Sexual Abuse and Sexual Violence

What happened to you matters

You are not expected to explain or justify anything here.

Experiences of sexual harm can affect how we feel in our bodies, how we relate to others, and how safe the world feels. You may not have words for what happened, or you may not identify with labels at all. This page is here to acknowledge the impact of violation and/or betrayal and to offer a place where your experience can be held with care, respect, and choice — without pressure to explain, relive, or define anything before you are ready.

Giving voice, meaning, and integration to what has been fragmented

A space where pain does not need to be carried alone.

Sexual harm or consent violation can leave parts of us feeling disconnected, silenced, or split off in order to survive. In therapy, we create space to gently bring attention to these parts — emotional, bodily, relational — and to give language to what may never have been spoken or felt safely before. This work supports the processing of emotions held in the body and the nervous system, allowing experience to be felt, understood, and integrated rather than carried in isolation. Over time, this can support a sense of greater wholeness, self-compassion, and a more connected relationship with yourself and your life.

There is more to you than pain

Experiences where sexual boundaries are crossed take many forms.

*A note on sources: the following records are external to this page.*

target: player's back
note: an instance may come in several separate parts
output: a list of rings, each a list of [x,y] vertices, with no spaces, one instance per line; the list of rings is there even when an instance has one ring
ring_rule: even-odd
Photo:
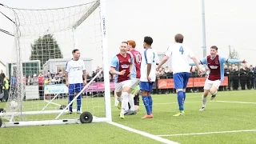
[[[133,49],[130,52],[132,54],[134,59],[134,73],[136,74],[136,78],[141,78],[141,63],[142,63],[142,55],[141,53]]]
[[[167,53],[171,58],[171,65],[174,74],[188,72],[190,73],[190,59],[194,57],[190,47],[183,43],[170,44]]]

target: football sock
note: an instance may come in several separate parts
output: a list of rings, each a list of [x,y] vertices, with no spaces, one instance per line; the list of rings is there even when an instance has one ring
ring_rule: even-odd
[[[206,102],[207,102],[207,98],[204,98],[203,95],[202,95],[202,107],[206,107]]]
[[[133,94],[130,94],[128,96],[128,102],[130,106],[130,110],[131,111],[134,111],[135,108],[134,108],[134,96]]]
[[[147,115],[150,115],[151,111],[150,107],[149,98],[146,95],[142,96],[142,101],[144,103]]]
[[[128,93],[127,92],[123,92],[122,94],[122,110],[121,110],[121,112],[122,114],[125,114],[129,110],[129,107],[128,107]]]
[[[153,101],[152,101],[152,97],[151,95],[150,96],[147,96],[148,99],[149,99],[149,105],[150,105],[150,114],[153,113],[153,110],[152,110],[152,105],[153,105]]]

Experiences where sexual boundaries are crossed can include unwanted sexual contact, pressure or coercion, loss of choice, exploitation, or sexual experiences that did not feel safe or consensual. These experiences may happen in childhood or adulthood, within relationships or outside of them, and are not always recognised or named at the time they occur. What we carry afterward is often complex. Alongside fear, shame, anger, or confusion, there may be a deep sense of betrayal — of trust, safety, or expectation — particularly when harm occurred in relationships or was dismissed, minimised, or not believed. These experiences can shape how we relate to our bodies, our sense of safety, and our capacity for closeness or trust. In therapy, we attend to how these experiences continue to shape emotional and bodily life in the present. The work does not require recounting events or using particular labels. Instead, we focus on supporting emotional and somatic processing, allowing what has been carried to be understood and integrated, and supporting a greater sense of agency, continuity, and connection — with ourselves, our bodies, and our lives.

Betrayal & Impact

Recognising the loss of trust and safety without minimising it.

Integration & Wholeness

Reconnecting parts of the self that felt lost, damaged, or disconnected.

Agency & Choice

Healing is not about erasing the past, but about restoring choice in the present.

Healing does not happen in isolation; it happens in relationship.

You are not required to be ready. You set the pace.